Nenhum diagnóstico seria mais certeiro. Desde a morte da filha o poeta mergulhara numa espessa, irremediável tristeza. "Eu esperava que ela fechasse os meus olhos", queixou-se no cemitério ao filólogo Antonio Houaiss. O escritor Octavio Mello Alvarenga, companheiro de Maria Julieta desde 1983, conta que pai e filha "tinham uma relação meio freudiana". Ambos, segundo Alvarenga, brigavam muito com dona Dolores, com quem o poeta se casou em 1925. "A filha era a sua grande amizade intelectual", garante o genro, "mas a verdade é que Drummond a massacrou como intelectual e escritora", pois "ser filha de um gênio é intolerável".
Na opinião do inconfidente Alvarenga, foi para escapar ao peso formidável da figura paterna que Maria Julieta se casou, aos 21, com um homem vinte anos mais velho, o advogado e escritor argentino Manuel Graña Etcheverry, indo viver em Buenos Aires, onde passou 34 anos. Ele conta, ainda, que durante muito tempo pai e filha mantiveram ritualmente o costume de se escreverem aos sábados, relatando pelo correio as peripécias da semana. "Depois que ela morreu, ele quis rasgar as cartas", diz Alvarenga. "Eu é que o fiz mudar de ideia."

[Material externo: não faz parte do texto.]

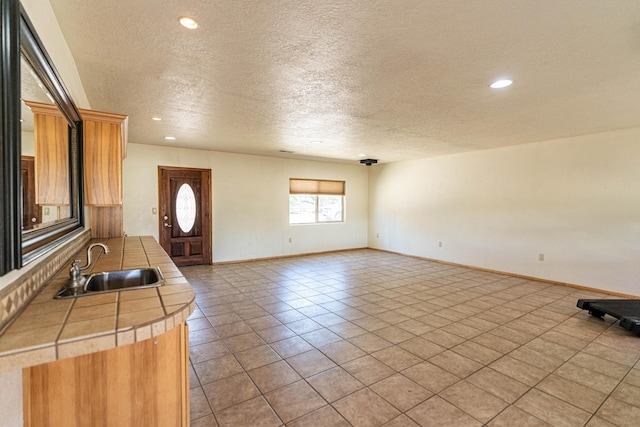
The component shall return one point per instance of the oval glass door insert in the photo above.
(186, 208)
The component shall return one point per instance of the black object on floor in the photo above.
(627, 310)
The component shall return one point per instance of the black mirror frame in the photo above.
(18, 248)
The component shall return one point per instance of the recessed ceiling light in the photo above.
(187, 22)
(499, 84)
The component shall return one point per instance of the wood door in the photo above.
(185, 214)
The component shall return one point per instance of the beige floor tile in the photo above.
(633, 377)
(303, 326)
(364, 408)
(434, 323)
(540, 360)
(320, 337)
(498, 384)
(627, 393)
(436, 412)
(415, 327)
(347, 330)
(596, 421)
(619, 413)
(273, 376)
(256, 357)
(368, 369)
(603, 366)
(243, 342)
(294, 400)
(323, 417)
(291, 346)
(202, 336)
(614, 354)
(216, 369)
(369, 342)
(421, 347)
(342, 351)
(230, 391)
(198, 403)
(518, 370)
(255, 412)
(477, 352)
(587, 377)
(334, 384)
(394, 335)
(310, 363)
(401, 421)
(401, 392)
(232, 329)
(396, 358)
(275, 333)
(456, 364)
(514, 417)
(207, 351)
(551, 409)
(578, 395)
(442, 338)
(473, 400)
(262, 322)
(430, 376)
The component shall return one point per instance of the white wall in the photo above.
(575, 200)
(46, 24)
(250, 201)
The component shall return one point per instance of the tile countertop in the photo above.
(50, 329)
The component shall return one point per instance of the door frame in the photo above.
(207, 214)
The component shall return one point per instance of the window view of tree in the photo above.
(316, 206)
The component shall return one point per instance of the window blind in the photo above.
(316, 186)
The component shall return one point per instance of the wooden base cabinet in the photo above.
(142, 384)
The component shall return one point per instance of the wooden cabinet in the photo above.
(105, 142)
(51, 149)
(142, 384)
(104, 148)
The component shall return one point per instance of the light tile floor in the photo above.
(368, 338)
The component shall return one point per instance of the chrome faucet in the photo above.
(76, 279)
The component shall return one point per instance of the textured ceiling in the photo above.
(395, 79)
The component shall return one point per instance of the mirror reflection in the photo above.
(45, 155)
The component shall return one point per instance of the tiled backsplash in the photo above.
(30, 279)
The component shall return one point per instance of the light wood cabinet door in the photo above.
(51, 150)
(142, 384)
(102, 162)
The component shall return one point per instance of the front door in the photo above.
(185, 214)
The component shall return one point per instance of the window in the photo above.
(315, 201)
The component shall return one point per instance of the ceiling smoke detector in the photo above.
(368, 162)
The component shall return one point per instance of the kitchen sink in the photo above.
(111, 281)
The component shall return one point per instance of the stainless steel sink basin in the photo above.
(111, 281)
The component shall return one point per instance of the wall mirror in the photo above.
(42, 148)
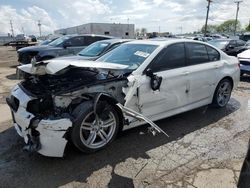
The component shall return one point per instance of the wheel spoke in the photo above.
(107, 123)
(86, 128)
(103, 135)
(91, 138)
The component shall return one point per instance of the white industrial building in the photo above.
(112, 29)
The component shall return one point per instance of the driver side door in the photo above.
(172, 94)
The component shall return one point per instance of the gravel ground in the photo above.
(206, 148)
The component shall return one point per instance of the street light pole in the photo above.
(236, 20)
(208, 7)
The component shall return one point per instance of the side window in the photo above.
(232, 43)
(170, 57)
(196, 53)
(76, 41)
(240, 43)
(113, 46)
(89, 40)
(213, 54)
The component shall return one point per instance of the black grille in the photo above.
(13, 102)
(244, 62)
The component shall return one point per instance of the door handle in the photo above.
(185, 73)
(216, 66)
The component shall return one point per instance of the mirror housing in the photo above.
(66, 44)
(149, 73)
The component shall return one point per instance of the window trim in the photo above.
(165, 69)
(188, 65)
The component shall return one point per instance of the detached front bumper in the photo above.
(46, 136)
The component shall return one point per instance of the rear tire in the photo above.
(90, 134)
(222, 93)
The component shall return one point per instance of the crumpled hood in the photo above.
(245, 54)
(37, 48)
(77, 57)
(53, 66)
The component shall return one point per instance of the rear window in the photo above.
(213, 54)
(196, 53)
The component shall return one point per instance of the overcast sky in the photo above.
(169, 15)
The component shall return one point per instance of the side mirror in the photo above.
(155, 81)
(66, 44)
(149, 73)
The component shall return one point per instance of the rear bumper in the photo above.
(46, 136)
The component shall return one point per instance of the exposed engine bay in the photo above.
(50, 103)
(57, 94)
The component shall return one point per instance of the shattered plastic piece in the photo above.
(139, 116)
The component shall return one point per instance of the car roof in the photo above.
(115, 40)
(93, 35)
(164, 42)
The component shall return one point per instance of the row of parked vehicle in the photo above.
(113, 85)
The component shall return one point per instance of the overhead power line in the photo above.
(208, 7)
(237, 11)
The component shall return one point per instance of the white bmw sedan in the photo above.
(89, 102)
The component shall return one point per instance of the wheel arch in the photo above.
(111, 100)
(229, 78)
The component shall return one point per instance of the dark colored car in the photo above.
(68, 44)
(97, 49)
(229, 46)
(46, 42)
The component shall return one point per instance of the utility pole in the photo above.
(11, 28)
(208, 7)
(39, 25)
(236, 20)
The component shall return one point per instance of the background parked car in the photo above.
(97, 49)
(229, 46)
(69, 44)
(247, 45)
(46, 42)
(244, 59)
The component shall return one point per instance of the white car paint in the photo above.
(244, 56)
(199, 80)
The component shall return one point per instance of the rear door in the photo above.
(203, 65)
(170, 65)
(231, 48)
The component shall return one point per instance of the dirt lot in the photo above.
(206, 148)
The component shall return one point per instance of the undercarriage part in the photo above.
(139, 116)
(33, 144)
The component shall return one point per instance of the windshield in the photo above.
(94, 49)
(58, 41)
(132, 55)
(221, 44)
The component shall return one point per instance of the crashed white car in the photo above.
(141, 81)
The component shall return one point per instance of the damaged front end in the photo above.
(44, 105)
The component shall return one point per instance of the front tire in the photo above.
(91, 133)
(222, 93)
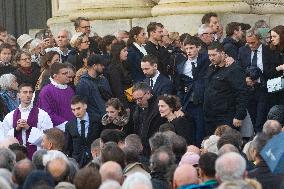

Maria Julieta estava doente havia dois anos, e cada piora sua era um golpe também na saúde do pai, abalada por uma cirurgia de próstata em 1983 e por um cálculo renal em 1985 – e, ainda, pela morte de velhos camaradas como o memorialista Pedro Nava, seu companheiro do grupo modernista que agitou Belo Horizonte nos anos 20. Em meados de novembro sobreveio o primeiro infarto. Em maio, quando Maria Julieta foi internada, o coração de Drummond vacilou novamente. Depois do enterro, conta Octavio Mello Alvarenga, o poeta não saiu mais do apartamento onde vivia, desde 1962, com dona Dolores, na rua Conselheiro Lafaiete, em Copacabana.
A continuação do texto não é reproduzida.